In its position paper, PensionsEurope welcomes the efforts of the EU to increase the digital operational resilience of the financial sector and we recognise the importance of enhancing knowledge sharing and cooperation across the EU. We agree with the importance of a sound governance and risk management system to prevent and limit the impact of ICT-related incidents, disruptions, and threats.
We recognise that the financial sector is not homogeneous: as also the EC has correctly noted, significant differences exist between various financial entities in terms of size, business profiles and in relation to their exposure to digital risk meaning that also the consequences from cyber risks and ICT-related incidents faced by various financial entities differ greatly from one entity to another.
PensionsEurope believes that it is crucial that the specificities of IORPs are better reflected in the DORA requirements and that IORPs could at least benefit from a more proportional treatment in this context, thus not jeopardizing the societal goal of IORPs to provide an adequate pension income for their members and beneficiaries.
In our input to the European Commission, PensionsEurope supports the Commission’s objective to simplify the life of taxpayers operating in the single market and we welcome the review of the VAT rules.
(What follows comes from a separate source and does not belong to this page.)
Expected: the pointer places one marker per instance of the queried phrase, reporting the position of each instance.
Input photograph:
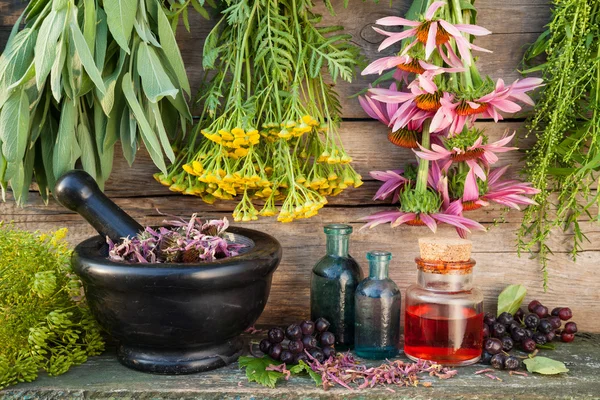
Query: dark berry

In general, we believe all pension fund participants should be protected from unnecessary VAT burdens, regardless the character of the schemes as well as the Member State in which the services are being received. The current exemption for special investment funds should be extended to all pension schemes.
Even though the VAT exemption is in place, in some countries there is a stamp duty (for instance 4%) that is not subject or exempt from VAT and there is no possibility of any deduction. We urge the EC to recommend Member States to exempt (at least) pension schemes from this duty (or decrease their duty to no more than 1%).
Finally, we believe that establishing a cross-border investment-friendly tax environment in the EU not only requires removing unfair tax treatment but also introducing tax incentives.